Most towns that have embraced AI use it for office work. Camden is using AI to track short-term rentals and help with property revaluations. Old Town contracted with an AI startup to track visitors’ phones at public events.

Only a few municipalities across the state have adopted public AI policies establishing safeguards around how employees can use the technology. Most emphasize human review of AI-generated content and urge employees not to put residents’ personal information into AI tools, among other provisions.

Gray was among the first Maine towns to adopt a formal AI policy and integrate the technology into its government. Kyle Hadyniak, the town’s IT director, made sure of it.
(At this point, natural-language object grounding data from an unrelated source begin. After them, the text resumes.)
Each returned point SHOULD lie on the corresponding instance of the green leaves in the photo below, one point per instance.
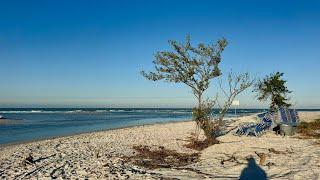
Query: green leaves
(194, 66)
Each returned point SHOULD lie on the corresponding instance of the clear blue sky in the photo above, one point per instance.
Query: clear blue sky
(89, 53)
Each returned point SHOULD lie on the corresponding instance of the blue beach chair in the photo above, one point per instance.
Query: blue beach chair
(288, 116)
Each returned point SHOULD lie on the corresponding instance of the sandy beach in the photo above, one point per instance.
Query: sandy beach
(100, 155)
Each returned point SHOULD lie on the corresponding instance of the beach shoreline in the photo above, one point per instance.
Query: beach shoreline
(100, 155)
(89, 132)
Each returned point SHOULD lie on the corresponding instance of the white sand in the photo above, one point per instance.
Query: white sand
(98, 155)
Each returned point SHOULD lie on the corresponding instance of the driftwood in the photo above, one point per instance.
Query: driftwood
(203, 173)
(262, 156)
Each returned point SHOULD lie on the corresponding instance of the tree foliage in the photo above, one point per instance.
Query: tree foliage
(273, 87)
(194, 66)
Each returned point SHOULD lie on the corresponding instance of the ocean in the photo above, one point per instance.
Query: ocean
(42, 123)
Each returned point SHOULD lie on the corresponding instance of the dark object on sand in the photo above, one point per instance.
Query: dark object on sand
(253, 171)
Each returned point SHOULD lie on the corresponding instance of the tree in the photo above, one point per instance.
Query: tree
(214, 127)
(192, 66)
(273, 87)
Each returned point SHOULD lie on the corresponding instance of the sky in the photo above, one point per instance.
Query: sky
(89, 53)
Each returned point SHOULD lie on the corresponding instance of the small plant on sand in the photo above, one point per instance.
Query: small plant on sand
(273, 87)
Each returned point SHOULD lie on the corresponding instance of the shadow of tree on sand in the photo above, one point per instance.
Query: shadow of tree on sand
(253, 171)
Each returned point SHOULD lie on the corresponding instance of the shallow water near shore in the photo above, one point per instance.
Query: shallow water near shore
(42, 123)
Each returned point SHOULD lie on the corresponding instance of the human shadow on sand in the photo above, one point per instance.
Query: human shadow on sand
(253, 171)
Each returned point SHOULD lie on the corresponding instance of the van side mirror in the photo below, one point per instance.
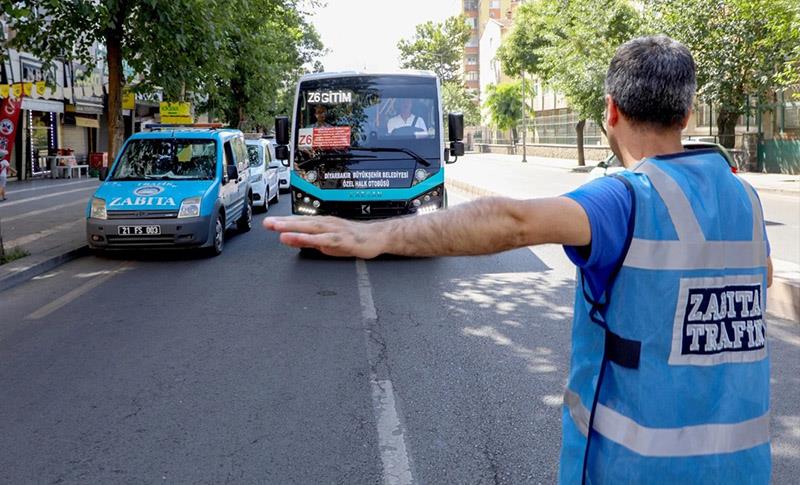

Hadyniak considers himself Maine’s “municipal AI champion.” He urged officials in Gray to be ahead of the curve. The town’s policy, which Hadyniak wrote with the help of AI, empowers employees to use AI for emails, research and presentations. Microsoft’s AI assistant, Copilot, is now integrated into the town’s computers.

Gray has begun writing official minutes and communications for public meetings with AI, which Hadyniak said is taking the place of work that used to be done by newspaper reporters and traditional media.

Gray’s policy, like others, emphasizes human review over AI-generated content and specifies that AI should not be used to make decisions.

“I think you will always need to have humans with their judgment in the loop,” Hadyniak said.

Still, officials believe many roles in government will become redundant as the administrative capabilities of AI advance. Even public works and code enforcement may soon face the risk of automation as AI finds wider usage in unexpected ways.

In Texas, AI-powered cameras have been mounted to garbage trucks and used to scan for city code violations. AI drones are employed in Colorado to detect and monitor wildfires. In Maine, AI systems are already being used to monitor wastewater treatment, according to McDonald, with the Maine Municipal Association.

And municipalities, he said, are looking for new ways to use the technology every day.

“There will be a time before AI and a time after AI, and they will be dramatically different,” McDonald said. “Humanity has always been one bad decision away from not being here. AI is just the next opportunity for us to choose wisely.”